The notion of personal responsibility took another shot in the chops last week when Matthew F. Kennelly, a federal district judge in Chicago, ruled that Elizabeth Randolph (“Randy”) Roach, 47, should not serve up to 18 months in prison for embezzling $241,061 from her former employer. Instead, the judge sentenced the defendant to five years’ probation, six months of weekends confined to her home, six weeks of incarceration in a Salvation Army work-release center and a $30,000 fine. Lawyers on both sides of the case said it was the first time a shopaholic defense has triumphed in a U.S. courtroom.
Why such leniency? Defense psychiatrists testified that Roach stole the money because she is addicted to buying stuff, and an independent mental-health specialist agreed. Thus Kennelly decided that Roach suffers from a “diminished mental capacity,” that her binge buying was an attempt to “self-medicate” her depression and that jail time would only thwart the therapy that has lately helped stem her compulsions.
That Roach, who repaid the money she pilfered, escaped prison seemed unfair to some, given that federal guidelines forbid such clemencies in crimes committed by people under the influence of alcohol and drugs. And how many denizens of our consumer culture can now claim in court that they stole because they couldn’t help themselves? “Hundreds, if not thousands,” prosecutor Joel Levin argued in court.
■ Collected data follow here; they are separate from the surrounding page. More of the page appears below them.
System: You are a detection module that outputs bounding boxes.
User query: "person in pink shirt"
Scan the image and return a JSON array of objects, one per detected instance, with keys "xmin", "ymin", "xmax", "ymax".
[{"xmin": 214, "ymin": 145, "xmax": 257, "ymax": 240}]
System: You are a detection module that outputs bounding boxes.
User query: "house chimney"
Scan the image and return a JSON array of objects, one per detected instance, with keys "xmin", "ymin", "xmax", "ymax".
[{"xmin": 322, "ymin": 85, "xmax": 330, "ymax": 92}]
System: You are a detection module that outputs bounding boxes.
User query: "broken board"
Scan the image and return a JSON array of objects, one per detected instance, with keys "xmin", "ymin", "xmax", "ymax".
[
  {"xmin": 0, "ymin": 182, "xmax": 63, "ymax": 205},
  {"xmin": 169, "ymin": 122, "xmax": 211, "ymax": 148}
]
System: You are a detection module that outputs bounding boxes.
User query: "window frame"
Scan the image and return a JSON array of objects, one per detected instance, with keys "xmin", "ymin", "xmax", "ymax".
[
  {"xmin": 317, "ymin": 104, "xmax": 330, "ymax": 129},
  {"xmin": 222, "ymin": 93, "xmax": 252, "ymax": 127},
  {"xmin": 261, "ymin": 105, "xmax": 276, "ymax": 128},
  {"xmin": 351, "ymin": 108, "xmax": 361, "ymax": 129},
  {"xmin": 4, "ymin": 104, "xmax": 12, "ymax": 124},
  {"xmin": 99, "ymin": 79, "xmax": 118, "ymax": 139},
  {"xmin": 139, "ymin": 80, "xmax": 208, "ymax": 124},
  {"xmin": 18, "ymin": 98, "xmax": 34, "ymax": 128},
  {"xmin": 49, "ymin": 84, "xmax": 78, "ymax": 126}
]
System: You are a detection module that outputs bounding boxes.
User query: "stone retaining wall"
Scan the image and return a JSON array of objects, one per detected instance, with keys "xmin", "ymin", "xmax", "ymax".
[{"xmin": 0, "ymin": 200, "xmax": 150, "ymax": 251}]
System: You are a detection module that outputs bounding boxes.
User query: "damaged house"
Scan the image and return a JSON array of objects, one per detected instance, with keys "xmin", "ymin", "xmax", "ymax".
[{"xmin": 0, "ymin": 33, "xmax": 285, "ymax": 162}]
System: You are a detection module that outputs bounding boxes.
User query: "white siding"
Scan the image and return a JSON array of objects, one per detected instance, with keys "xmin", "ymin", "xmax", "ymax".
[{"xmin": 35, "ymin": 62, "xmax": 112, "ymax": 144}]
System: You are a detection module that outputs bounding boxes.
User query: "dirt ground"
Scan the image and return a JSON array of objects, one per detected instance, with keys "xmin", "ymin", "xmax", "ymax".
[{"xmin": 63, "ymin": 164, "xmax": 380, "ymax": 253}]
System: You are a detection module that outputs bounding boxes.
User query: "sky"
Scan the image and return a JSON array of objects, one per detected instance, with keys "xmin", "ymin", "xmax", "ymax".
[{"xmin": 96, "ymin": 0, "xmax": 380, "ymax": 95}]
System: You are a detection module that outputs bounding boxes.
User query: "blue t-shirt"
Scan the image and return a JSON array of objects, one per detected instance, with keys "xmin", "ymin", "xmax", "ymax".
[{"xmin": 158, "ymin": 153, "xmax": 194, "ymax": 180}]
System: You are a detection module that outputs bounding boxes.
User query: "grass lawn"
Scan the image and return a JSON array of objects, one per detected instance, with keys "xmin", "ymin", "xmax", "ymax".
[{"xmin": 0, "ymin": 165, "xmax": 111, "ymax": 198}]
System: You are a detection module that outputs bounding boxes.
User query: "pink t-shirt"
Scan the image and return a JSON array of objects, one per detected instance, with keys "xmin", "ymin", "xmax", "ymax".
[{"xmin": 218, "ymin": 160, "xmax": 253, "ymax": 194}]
The details of Roach’s white-collar crime spree–buying a $7,000 belt buckle, spending $30,000 on a London jaunt and missing her flight home in the process, jiggering her expense account and pawning her purchases in an attempt to hide her splurges–might and probably will provide fodder for a made-for-TV movie. And the ending will be, as demanded by the genre, upbeat. The employer Roach cheated paid her $150,000 a year. She now has a similar consulting job with another company and earns $175,000.